Second, people have rich sets of financial experiences. Our work collapses these experiences into four segments and shows that the segments are closely linked with both demographics and financial knowledge. While it may be reassuring to know that the people who are ―in control‖ of their finances are more financially skilled, it is troubling that people whose financial transaction patterns are characterized by high-cost borrowing are those who come from vulnerable demographic groups and—even after controlling for these factors—are less debt literate. People who are making financial choices that might be considered mistakes (e.g., only paying the minimum balance on their credit cards, incurring late or over-the-limit fees, using alternative financial service credit such as payday loans, tax refund loans, or pawnshops) are those with weaker grasps of debt. While our sample did not specifically study subprime mortgages, it would be useful to know if subprime borrowers were disproportionately drawn from the low literacy groups.
Finally, in November 2007, over a quarter of Americans felt overburdened with respect to their debt loads and another 11% were unable to assess their debt position. Almost no one wished they could get more debt. Given how extensively financial service firms have pushed to make credit available, this is not surprising. Perhaps also not surprising is that those who have or may have difficulties paying off debt were drawn from certain demographic groups, had common financial experiences, and tended to have lower levels of financial literacy.
Our empirical results suggest a sizeable cost of financial ignorance as well. Using credit cards as an example, we find that the less financially knowledgeable pay a disproportionately larger fraction of fees and finance charges than do the more knowledgeable. Our empirical analysis suggests that a large fraction, about a third, of the costs that consumers pay are related to lack of knowledge, after controlling for observable differences in income, wealth, family status and other factors.
25 We think there are a number of implications from our findings. If poor financial decisions partly result from lack of financial knowledge, then in certain circumstances, one may be able to design financial choices to compensate for it. These solutions might be embodied in auto-default mechanisms, such as studied by Choi et al (2003, 2004a, 2004b, among others).
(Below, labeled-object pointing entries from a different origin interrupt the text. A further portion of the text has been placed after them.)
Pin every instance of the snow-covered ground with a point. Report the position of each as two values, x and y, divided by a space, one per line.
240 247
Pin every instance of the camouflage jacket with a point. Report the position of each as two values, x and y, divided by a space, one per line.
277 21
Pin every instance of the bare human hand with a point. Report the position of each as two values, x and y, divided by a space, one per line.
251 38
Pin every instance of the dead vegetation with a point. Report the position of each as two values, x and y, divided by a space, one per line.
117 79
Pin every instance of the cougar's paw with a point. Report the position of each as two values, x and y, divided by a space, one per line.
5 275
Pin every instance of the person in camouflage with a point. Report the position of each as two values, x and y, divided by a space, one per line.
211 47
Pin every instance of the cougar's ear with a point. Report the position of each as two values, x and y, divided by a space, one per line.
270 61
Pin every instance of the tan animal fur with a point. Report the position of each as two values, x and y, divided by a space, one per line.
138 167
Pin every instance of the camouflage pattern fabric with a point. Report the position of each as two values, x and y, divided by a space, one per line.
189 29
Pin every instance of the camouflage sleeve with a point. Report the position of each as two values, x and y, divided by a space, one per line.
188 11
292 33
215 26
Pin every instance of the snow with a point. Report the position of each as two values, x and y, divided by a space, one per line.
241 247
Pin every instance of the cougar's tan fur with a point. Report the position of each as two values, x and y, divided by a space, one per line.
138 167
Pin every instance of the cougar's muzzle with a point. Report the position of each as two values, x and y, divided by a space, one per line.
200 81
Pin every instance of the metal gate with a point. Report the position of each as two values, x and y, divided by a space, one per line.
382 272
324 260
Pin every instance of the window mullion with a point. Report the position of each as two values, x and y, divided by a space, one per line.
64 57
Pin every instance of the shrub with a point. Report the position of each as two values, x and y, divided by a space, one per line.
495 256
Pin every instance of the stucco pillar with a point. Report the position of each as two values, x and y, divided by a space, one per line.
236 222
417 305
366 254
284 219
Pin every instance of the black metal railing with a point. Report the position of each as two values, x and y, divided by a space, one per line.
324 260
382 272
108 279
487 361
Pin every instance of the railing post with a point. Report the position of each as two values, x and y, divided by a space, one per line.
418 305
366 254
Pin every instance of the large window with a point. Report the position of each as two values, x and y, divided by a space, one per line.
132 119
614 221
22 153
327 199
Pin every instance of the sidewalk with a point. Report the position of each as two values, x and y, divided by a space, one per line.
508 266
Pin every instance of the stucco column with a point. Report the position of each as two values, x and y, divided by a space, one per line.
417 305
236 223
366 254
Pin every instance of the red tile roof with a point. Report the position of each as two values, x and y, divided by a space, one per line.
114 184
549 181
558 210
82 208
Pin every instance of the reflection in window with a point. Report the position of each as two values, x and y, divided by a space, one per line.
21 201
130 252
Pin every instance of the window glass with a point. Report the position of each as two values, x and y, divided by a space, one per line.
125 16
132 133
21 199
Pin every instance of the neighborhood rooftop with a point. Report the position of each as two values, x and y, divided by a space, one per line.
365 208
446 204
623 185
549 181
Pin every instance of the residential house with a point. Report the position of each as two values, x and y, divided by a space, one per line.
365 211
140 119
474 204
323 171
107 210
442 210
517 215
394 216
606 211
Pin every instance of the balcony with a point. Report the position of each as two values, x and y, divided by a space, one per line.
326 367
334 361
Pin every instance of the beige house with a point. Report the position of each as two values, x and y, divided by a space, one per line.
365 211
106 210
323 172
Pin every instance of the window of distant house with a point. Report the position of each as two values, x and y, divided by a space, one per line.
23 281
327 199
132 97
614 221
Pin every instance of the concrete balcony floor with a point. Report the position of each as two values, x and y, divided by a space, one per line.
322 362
However, once one recognizes the wide range of financial choices that consumers will face, it becomes harder to conceive that all of them can be solved in this fashion. For example, someone who needs additional funds will have to search for and compare alternatives ranging from extending their borrowing on their credit cards, taking out a home equity loan, overdrafting a bank account, taking out a payday loan, or going to a pawn shop. As much as we could try to circumscribe their alternatives, individuals will need to make active choices. Our work suggests that financial literacy is related to the choices that people make, with people with less knowledge making more costly decisions—even after controlling for a host of other factors. We interpret this to mean that additional research on financial literacy—and education to enhance financial literacy—can complement, and not substitute for, auto-default and other comparable approaches.